Now I’m not suggesting that you dangle out of trees at the side of the road or trespass onto farmer’s fields to loot from their hedgerows, but if you can get hold of a few heads of Elderflower, then do!! It is in season in the UK and it’s free!!
You’ve probably seen alot of elderflower at the side of railway tracks and motorways, it’s incredible that something so sweet smelling and delicate can survive in such harsh environments, but it does. Unfortunately this isn’t the best stuff to use. You can rinse the flowers to remove fumes and dirt but if you can, try to find some a little way away from the road etc. I collected my Elderflower whilst on a walk. It was growing in abundance at the side of a public footpath and an armful came home with me.
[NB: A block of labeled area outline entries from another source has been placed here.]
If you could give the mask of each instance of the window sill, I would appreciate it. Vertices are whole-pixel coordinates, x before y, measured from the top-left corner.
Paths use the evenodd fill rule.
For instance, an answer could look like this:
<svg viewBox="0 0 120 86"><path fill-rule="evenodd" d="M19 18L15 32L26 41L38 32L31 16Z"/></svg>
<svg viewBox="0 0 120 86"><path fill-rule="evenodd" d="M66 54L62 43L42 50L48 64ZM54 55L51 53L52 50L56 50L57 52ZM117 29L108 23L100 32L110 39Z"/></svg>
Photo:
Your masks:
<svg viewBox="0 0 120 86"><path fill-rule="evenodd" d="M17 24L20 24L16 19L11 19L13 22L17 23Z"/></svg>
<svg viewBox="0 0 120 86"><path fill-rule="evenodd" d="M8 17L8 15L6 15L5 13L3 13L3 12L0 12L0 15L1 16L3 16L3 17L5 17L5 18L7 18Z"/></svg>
Most elderflower recipes give you the number of flower heads you will need. This always confuses me as some flower heads are tiny, some huge and plus I always lose count of how many I’ve…er…de-flowered, if you like! So I’ve given you a weight, so there’s no confusion.
This is just a small batch recipe and it doesn’t include citric acid like most. The reason it doesn’t include citric acid is because I had run out and so went to get some from my local Chemist, who reliably informed me that they don’t stock it anymore because heroin users kept purchasing it and they want no part in all that :-/
If you can find some citric acid and you aren’t a heroin user, add 25 grams to this recipe and it should keep for a few weeks longer. I would definitely recommend doing this if you’re going to multiply the recipe and make a larger amount.
Elderflowers have large creamy white flower heads with 5 white petals and the leaves have teeth.
Choose fully opened flower heads that aren’t too old (older flowers may have brown edges and they don’t smell very nice) and make sure you’ll leave some for wildlife and other foragers.
This makes a small batch of around 600-700ml depending on how much you spill (I spilt a whole lot!). My Auntie Liz has a pub and very kindly saved some of their small individual bottles of wine (empty of course) and this year this recipe made around 3 1/2 of these bottles, despite my spillage.
You Will Need:
120g elderflowers (weighed once removed from stalks) This will be between 20 and 30 flower heads depending on size
500 ml boiled water
450g caster sugar
- Add the sugar to the boiled water in a large pan.
- Stir until the sugar dissolves and allow to cool completely
- Shake each flower head to remove bugs.
- Strip the flowers from the stalks. You don’t have to be too precious about this but the stalks aren’t good for you so get rid of as much as you can.
- Weigh the flowers.
- Lay the flowers in a sieve and rinse well with cold water.
- Slice your lemons and add to the syrup.
- Once the syrup mixture is cool add the flowers.
- Stir the whole mixture, cover and leave in the fridge.
- You need to let the mixture infuse for 3 days, stirring a couple of times a day.
- After the three days, take a sieve and lay a clean tea towel or a piece of kitchen roll inside it.
- Pour the mixture through into another bowl. You might like to leave the whole lot in the fridge for a few hours to drip through.
- Clean and rinse your glass bottles/jars and allow to cool in a hot oven (put the containers in when the oven is cold and then turn the heat on).
- Use a funnel to pour the mixture into the containers.
- Allow to cool, label and refrigerate.
- Your cordial/syrup should keep well in the fridge for 3-4 weeks. If you like, you can freeze the mixture in ice cube trays which will make it last much longer.
Elderflower cordial/syrup is delicious added to ice cream recipes, apple juice, lemonade, champagne and jelly/jello to name just a few things.